Ana Martin-Villalba
Dr. med.
Ischemia-induced apoptosis in the mammalian brain crucially correlates with long-
lasting phosphorylation of c-Jun, suppression of ATF-2 and expression of the death-
inducing ligands CD95-Ligand and TRAIL.
Geboren am 13.11.1971 in Madrid
Reifeprüfung am 19.7.1989 in Murcia, Spanien
Studiengang der Fachrichtung Medizin vom WS 1989 bis SS 1995
Physikum an der Universität Murcia, Spanien
Klinishes Studium in Murcia, Spanien
Praktisches Jahr in Leeds, England und Murcia, Spanien
Staatsexamen am 7.1995 an der Universität Murcia, Spanien
Promotionsfach: Physiologie
Doktorvater: Prof. Dr. med. T. Herdegen
Neuronal apoptosis plays an important role in the pathogenesis of cerebral ischemia, but the
underlying mechanisms remain to be defined. Neuronal programmmed cell death was studied
in an established rat model of transient focal ischemia that resulted in a defined pattern of
ischemic brain damage. The expression of the death-inducing ligands (DILs) CD95-Ligand,
TRAIL and TNF-α, and of the transcription factor c-Jun in its active, phosphorylated form,
was examined in the apoptotic compartments of the postischemic brain. Between 3 h and 5
days following ishcmeia, CD95-Ligand, TRAIL and TNF-α were upregulated and neuronal
c-Jun was phosphorylated at residue serine-73. Treatment of human neuron-derived
neuroblastoma cells with recombinant TRAIL, TNF-α or an agonistic CD95 antibody caused
death of the majority of the neurons, with TRAIL being the most potent cytotoxic factor. This
suggests that the neuronal expression of TRAIL, CD95-L and TNF-α mediates ischemic cell
death in the mammalian brain.
JNK/SAPK control the activity of c-Jun and ATF-2 and the transcription of c-Jun. Their
activation is a downstream event of the DIL-induced cascades. Recent data indicate that the
promoter of the CD95-L gene is activated in response to stimulation of AP-1 activity by the
JNK/SAPK pathway. I found that JNK/SAPK activity increased significantly in the
postischemic brain. Also, the constitutively expressed ATF-2 protein disappeared in the
apoptotic compartments. Moreover, ATF-2 suppression paralleled the long-lasting
phosphorylation of c-Jun and the expression of CD95-L. Thus, the results of the present study
indicate the existence of a positive autoregulatory loop between DILs and the transcription
factor c-Jun with JNK/SAPK as intermediates. The self-sustaining of this loop may be
facilitated by the suppression of the constitutive transcription factor ATF-2, a putative
competitor of c-Jun for JNK/SAPK.
Application of the immunosuppressant FK506 shortly after onset of ischemia reduced brain
damage and prevented the occurrence of apoptotic nuclei.
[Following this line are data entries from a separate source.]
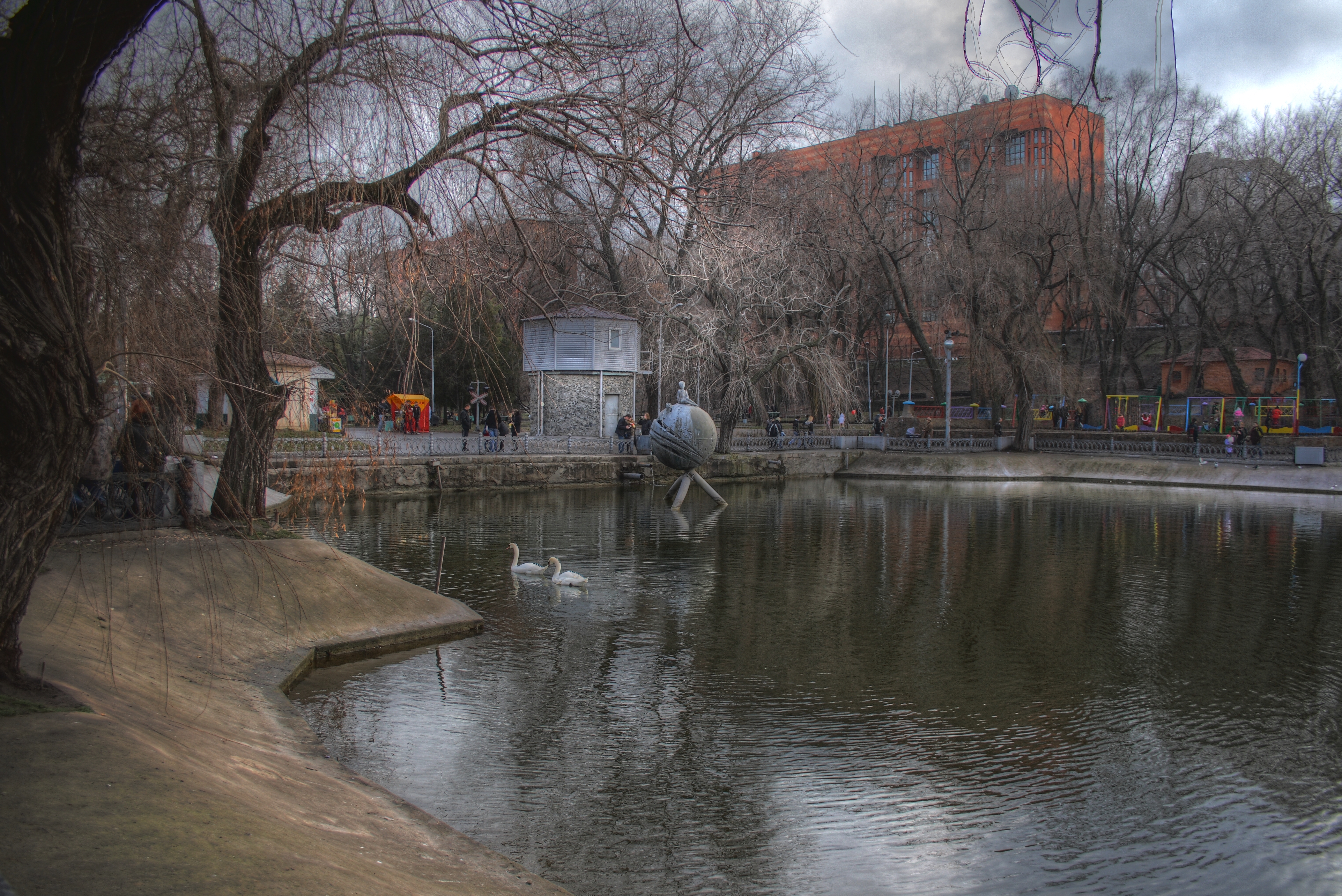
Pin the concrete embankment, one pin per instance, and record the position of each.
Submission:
(1126, 471)
(387, 474)
(194, 773)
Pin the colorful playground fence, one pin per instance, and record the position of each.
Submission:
(1275, 414)
(1133, 414)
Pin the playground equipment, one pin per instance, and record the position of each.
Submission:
(1042, 409)
(1133, 414)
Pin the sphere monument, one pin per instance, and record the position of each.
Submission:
(684, 438)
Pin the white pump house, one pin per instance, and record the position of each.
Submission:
(581, 364)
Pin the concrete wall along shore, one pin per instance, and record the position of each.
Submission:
(194, 773)
(539, 471)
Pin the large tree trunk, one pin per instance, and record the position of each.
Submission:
(255, 400)
(50, 398)
(1024, 414)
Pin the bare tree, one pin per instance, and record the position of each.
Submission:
(321, 112)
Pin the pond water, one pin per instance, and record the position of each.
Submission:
(870, 687)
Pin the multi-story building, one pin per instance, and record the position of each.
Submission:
(917, 172)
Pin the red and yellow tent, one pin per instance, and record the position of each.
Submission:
(399, 403)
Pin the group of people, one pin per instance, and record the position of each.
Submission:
(624, 431)
(1240, 440)
(405, 419)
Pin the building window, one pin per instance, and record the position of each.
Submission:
(932, 167)
(1042, 144)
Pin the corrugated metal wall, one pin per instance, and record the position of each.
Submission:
(580, 344)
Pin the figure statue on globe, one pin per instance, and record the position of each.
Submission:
(684, 438)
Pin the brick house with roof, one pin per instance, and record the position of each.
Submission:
(1023, 143)
(1263, 373)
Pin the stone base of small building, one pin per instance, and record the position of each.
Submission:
(573, 403)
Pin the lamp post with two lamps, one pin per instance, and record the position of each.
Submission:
(433, 398)
(949, 344)
(662, 321)
(1299, 363)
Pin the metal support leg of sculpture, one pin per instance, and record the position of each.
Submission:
(708, 487)
(681, 493)
(675, 485)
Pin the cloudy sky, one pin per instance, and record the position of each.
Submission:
(1251, 53)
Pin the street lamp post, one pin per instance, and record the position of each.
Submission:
(949, 344)
(662, 321)
(1299, 361)
(885, 337)
(433, 379)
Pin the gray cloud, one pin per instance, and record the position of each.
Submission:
(1248, 51)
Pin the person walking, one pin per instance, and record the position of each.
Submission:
(465, 419)
(492, 428)
(624, 432)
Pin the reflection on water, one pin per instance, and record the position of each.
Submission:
(872, 689)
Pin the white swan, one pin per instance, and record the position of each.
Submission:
(525, 569)
(564, 579)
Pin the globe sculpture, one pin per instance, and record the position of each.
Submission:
(684, 438)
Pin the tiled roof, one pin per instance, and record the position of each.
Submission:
(289, 360)
(581, 312)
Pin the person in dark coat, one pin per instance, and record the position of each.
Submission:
(465, 419)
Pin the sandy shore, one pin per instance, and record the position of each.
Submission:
(194, 773)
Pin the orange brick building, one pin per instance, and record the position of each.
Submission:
(920, 167)
(1263, 375)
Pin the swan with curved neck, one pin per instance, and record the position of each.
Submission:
(562, 577)
(525, 569)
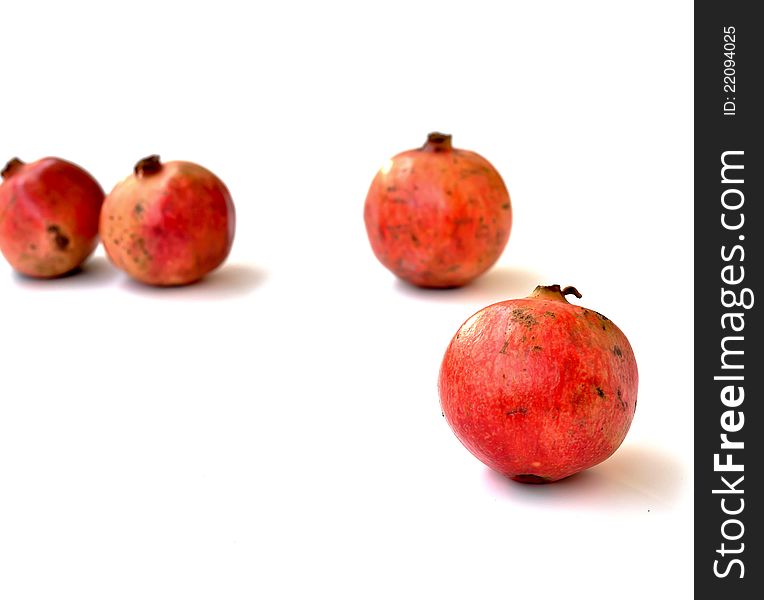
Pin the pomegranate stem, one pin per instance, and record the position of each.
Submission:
(11, 167)
(438, 142)
(148, 166)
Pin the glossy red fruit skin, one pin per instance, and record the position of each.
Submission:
(539, 389)
(438, 216)
(168, 224)
(49, 213)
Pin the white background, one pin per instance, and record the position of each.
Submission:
(275, 431)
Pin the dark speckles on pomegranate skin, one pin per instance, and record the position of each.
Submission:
(534, 389)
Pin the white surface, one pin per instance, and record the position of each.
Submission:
(275, 431)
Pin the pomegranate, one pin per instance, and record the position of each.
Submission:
(538, 388)
(48, 216)
(437, 216)
(168, 223)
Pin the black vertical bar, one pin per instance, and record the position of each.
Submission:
(729, 562)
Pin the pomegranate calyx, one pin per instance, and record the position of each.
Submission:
(148, 166)
(11, 167)
(554, 292)
(438, 142)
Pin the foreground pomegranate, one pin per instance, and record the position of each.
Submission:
(48, 216)
(437, 216)
(539, 389)
(168, 223)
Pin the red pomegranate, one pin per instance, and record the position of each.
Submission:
(539, 389)
(48, 216)
(437, 216)
(168, 223)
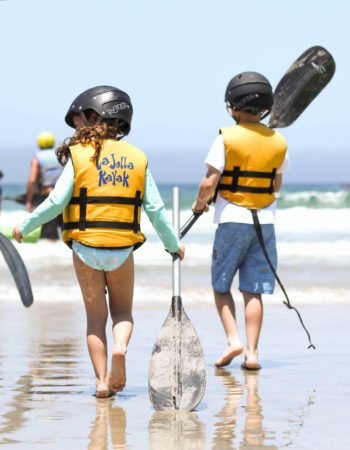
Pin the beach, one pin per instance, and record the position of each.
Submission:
(298, 400)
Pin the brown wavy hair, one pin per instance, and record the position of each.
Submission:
(91, 135)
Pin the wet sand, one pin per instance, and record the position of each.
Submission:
(298, 400)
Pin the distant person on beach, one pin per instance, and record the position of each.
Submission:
(104, 183)
(43, 174)
(244, 169)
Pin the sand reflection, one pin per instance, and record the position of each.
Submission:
(253, 433)
(176, 430)
(225, 427)
(108, 426)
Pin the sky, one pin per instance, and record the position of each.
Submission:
(174, 59)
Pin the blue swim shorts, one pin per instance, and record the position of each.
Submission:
(236, 247)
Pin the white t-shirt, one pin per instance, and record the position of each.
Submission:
(226, 211)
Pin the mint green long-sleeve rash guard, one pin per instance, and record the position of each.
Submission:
(62, 193)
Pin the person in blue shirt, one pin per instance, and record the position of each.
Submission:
(104, 183)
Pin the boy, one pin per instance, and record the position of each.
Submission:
(245, 165)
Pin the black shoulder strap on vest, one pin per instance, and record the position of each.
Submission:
(84, 200)
(260, 237)
(237, 173)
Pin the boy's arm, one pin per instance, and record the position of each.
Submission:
(206, 189)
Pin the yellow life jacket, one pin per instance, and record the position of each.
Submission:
(253, 153)
(105, 208)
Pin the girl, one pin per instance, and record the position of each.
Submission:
(102, 187)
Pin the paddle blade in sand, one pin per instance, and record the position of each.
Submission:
(17, 269)
(177, 367)
(303, 81)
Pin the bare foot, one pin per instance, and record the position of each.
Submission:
(117, 377)
(230, 353)
(102, 390)
(251, 361)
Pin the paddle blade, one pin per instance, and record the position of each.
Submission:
(17, 269)
(304, 80)
(177, 367)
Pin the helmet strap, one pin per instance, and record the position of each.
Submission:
(83, 116)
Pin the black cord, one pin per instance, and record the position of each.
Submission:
(260, 237)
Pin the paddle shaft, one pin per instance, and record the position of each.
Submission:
(176, 258)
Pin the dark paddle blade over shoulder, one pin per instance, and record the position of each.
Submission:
(303, 81)
(18, 270)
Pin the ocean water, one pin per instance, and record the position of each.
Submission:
(313, 240)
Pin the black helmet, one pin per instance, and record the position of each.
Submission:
(249, 91)
(107, 101)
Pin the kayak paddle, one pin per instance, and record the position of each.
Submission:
(177, 367)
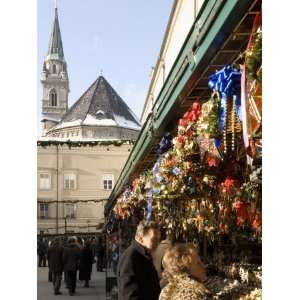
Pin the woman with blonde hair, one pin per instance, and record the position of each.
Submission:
(185, 273)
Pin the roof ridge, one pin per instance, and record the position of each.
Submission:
(93, 96)
(123, 102)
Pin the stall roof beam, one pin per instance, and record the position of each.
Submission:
(212, 27)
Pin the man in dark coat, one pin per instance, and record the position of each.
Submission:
(55, 262)
(71, 257)
(86, 263)
(137, 277)
(42, 252)
(100, 252)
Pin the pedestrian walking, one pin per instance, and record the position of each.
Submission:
(42, 252)
(86, 264)
(100, 252)
(137, 277)
(115, 256)
(55, 262)
(71, 256)
(158, 256)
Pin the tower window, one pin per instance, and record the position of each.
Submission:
(53, 98)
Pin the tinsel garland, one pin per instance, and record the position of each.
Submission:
(253, 59)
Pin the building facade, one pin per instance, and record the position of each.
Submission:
(82, 149)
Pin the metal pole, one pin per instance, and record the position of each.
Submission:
(56, 225)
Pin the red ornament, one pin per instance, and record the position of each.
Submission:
(256, 224)
(180, 139)
(183, 123)
(228, 184)
(241, 212)
(196, 106)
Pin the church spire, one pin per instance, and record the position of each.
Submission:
(55, 49)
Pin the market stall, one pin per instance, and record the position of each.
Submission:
(202, 180)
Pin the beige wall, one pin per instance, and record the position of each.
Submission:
(89, 164)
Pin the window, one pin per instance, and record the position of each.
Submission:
(70, 211)
(44, 210)
(70, 181)
(53, 98)
(108, 181)
(45, 181)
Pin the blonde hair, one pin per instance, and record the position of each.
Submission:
(178, 259)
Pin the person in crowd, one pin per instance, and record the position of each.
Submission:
(137, 277)
(71, 256)
(115, 256)
(42, 252)
(159, 253)
(100, 251)
(55, 262)
(93, 245)
(185, 274)
(86, 264)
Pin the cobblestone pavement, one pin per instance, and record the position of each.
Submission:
(96, 290)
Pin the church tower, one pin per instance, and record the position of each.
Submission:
(54, 79)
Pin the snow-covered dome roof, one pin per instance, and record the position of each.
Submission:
(99, 106)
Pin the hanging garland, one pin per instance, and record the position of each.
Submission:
(75, 144)
(72, 201)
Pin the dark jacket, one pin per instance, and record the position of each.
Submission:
(137, 277)
(71, 257)
(86, 263)
(55, 256)
(42, 247)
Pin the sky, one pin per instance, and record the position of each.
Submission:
(121, 38)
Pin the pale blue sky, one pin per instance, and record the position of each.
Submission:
(121, 37)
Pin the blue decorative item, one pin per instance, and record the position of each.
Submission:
(165, 143)
(227, 82)
(149, 209)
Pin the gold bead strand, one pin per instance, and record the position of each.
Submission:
(233, 123)
(225, 127)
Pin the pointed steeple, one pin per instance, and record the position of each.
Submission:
(55, 49)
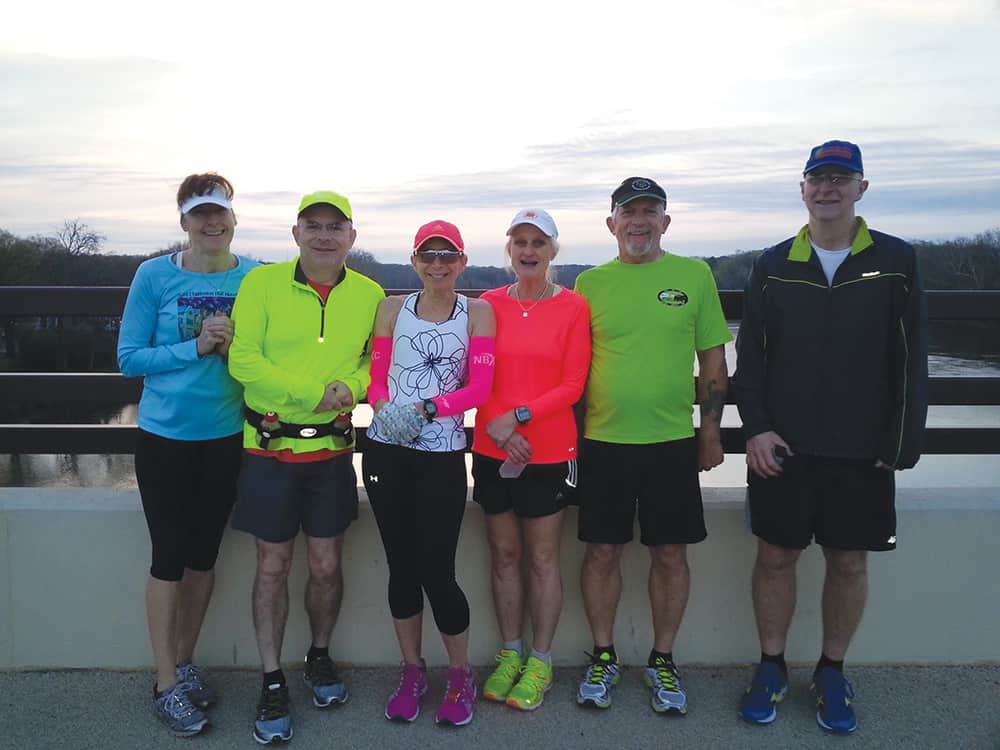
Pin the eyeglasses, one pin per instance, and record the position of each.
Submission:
(445, 256)
(315, 227)
(836, 180)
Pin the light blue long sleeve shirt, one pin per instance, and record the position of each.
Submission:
(184, 396)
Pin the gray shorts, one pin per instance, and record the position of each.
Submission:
(276, 499)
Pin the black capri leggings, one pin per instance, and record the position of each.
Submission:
(418, 498)
(188, 488)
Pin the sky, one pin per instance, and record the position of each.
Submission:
(471, 111)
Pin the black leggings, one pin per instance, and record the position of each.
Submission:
(418, 498)
(188, 488)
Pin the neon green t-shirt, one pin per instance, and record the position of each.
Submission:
(648, 321)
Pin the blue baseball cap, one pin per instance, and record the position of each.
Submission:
(835, 154)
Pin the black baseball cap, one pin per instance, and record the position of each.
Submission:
(637, 187)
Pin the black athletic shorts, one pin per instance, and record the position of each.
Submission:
(540, 490)
(846, 504)
(661, 479)
(278, 498)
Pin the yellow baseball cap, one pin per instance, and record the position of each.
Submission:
(328, 197)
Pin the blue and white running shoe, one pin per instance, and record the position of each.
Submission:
(274, 722)
(834, 697)
(321, 676)
(665, 682)
(602, 674)
(767, 689)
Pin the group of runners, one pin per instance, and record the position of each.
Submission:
(252, 371)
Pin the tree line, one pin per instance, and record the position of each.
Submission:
(73, 256)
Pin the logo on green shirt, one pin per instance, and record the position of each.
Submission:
(672, 297)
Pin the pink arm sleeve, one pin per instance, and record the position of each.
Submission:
(576, 366)
(476, 392)
(381, 357)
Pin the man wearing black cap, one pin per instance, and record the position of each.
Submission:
(652, 314)
(831, 383)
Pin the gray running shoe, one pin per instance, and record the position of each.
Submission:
(595, 688)
(190, 677)
(321, 676)
(665, 682)
(176, 710)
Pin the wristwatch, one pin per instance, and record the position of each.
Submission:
(430, 410)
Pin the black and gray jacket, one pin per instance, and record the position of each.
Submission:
(841, 370)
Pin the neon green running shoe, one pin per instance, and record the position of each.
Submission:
(498, 684)
(529, 692)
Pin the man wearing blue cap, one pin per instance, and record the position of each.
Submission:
(831, 383)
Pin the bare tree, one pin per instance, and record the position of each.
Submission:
(77, 238)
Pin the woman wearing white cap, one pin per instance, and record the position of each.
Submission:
(524, 452)
(175, 334)
(432, 359)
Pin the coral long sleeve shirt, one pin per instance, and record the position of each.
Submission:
(542, 361)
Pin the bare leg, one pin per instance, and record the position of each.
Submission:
(325, 587)
(409, 633)
(845, 591)
(161, 617)
(195, 595)
(457, 647)
(503, 531)
(601, 583)
(270, 599)
(669, 586)
(542, 537)
(773, 590)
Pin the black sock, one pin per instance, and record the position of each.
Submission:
(778, 659)
(315, 652)
(654, 655)
(275, 677)
(825, 661)
(609, 650)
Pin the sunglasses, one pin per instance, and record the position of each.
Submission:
(445, 256)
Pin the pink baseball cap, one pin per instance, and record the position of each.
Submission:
(439, 228)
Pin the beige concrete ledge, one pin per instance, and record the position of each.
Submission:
(73, 564)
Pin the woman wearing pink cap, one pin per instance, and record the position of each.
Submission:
(524, 453)
(432, 359)
(175, 334)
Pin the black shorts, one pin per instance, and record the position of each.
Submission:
(846, 504)
(279, 498)
(660, 478)
(540, 490)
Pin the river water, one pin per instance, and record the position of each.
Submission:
(117, 471)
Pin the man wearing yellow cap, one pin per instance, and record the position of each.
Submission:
(300, 350)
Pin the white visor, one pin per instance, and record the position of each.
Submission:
(217, 196)
(537, 218)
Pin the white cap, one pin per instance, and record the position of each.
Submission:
(537, 218)
(216, 195)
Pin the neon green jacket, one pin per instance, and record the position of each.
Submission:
(289, 345)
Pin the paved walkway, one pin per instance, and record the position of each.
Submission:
(917, 708)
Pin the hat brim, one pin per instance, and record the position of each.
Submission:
(537, 225)
(631, 198)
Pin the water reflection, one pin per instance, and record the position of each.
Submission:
(118, 471)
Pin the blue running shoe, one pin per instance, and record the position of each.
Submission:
(834, 696)
(321, 676)
(274, 723)
(190, 677)
(665, 682)
(766, 691)
(602, 674)
(175, 709)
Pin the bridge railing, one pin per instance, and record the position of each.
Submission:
(28, 389)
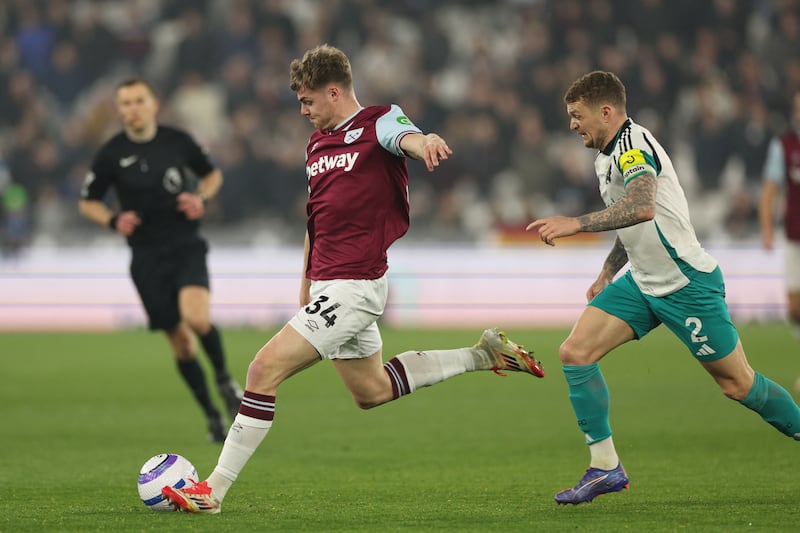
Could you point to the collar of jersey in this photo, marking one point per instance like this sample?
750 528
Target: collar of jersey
610 146
345 121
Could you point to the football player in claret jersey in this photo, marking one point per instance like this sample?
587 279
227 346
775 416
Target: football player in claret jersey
782 170
671 280
147 166
357 207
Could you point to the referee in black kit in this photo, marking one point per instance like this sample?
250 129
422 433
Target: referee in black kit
147 164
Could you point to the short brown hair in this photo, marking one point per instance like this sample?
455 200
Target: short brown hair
597 87
130 82
320 66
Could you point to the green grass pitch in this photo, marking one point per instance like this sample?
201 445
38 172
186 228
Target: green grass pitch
80 413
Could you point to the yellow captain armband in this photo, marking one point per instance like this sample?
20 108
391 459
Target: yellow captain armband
633 163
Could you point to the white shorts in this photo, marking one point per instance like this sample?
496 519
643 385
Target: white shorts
340 322
791 266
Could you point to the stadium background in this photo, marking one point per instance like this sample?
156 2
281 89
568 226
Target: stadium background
711 79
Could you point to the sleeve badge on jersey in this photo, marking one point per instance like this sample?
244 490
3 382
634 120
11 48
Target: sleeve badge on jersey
352 135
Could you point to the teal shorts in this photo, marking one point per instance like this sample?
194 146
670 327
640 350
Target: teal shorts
697 313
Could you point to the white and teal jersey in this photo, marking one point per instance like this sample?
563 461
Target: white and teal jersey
663 252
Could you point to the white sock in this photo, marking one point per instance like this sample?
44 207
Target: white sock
427 368
604 456
244 436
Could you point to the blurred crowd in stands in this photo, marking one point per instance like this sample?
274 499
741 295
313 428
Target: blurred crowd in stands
711 79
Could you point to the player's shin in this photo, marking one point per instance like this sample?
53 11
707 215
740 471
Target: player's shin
775 406
249 428
588 394
422 369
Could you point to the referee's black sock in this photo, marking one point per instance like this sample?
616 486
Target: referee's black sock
193 375
212 345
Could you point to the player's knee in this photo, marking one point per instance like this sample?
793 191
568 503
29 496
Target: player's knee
794 313
368 402
571 352
262 372
734 389
198 324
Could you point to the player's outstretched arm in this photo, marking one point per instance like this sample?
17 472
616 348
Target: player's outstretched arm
638 205
616 259
429 148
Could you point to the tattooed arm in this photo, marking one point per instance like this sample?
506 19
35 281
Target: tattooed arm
616 259
638 205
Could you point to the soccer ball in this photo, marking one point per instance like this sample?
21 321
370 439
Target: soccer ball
161 470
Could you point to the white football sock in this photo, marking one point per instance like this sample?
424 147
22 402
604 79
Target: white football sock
244 436
604 456
427 368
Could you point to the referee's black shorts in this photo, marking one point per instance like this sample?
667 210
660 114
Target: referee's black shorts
159 273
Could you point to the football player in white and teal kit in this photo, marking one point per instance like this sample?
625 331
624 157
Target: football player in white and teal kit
671 280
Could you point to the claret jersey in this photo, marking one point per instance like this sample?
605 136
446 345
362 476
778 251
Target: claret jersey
358 194
147 178
663 252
Also, FK506 prevented the
upregulation of DILs, the suppression of ATF-2 and the phosphorylation of c-Jun –but not its
expression– in the postischemic brain. In neuroblastoma cells, FK506 counteracted both the
doxorubicin-mediated cell death and the subsequent upregulation of DILs and c-jun mRNA. I
hypothesize that this drug may neuroprotect either by preventing the calcium-mediated
activation of JNK/SAPK, or by activating the protein kinase C, or by increasing the
mitochondrial membrane potential. The exact steps blocked by FK506 remain to be defined.
The discovery of the antiapoptotic actions of FK506 following brain ischemia opens new
possibilities for the treatment of stroke.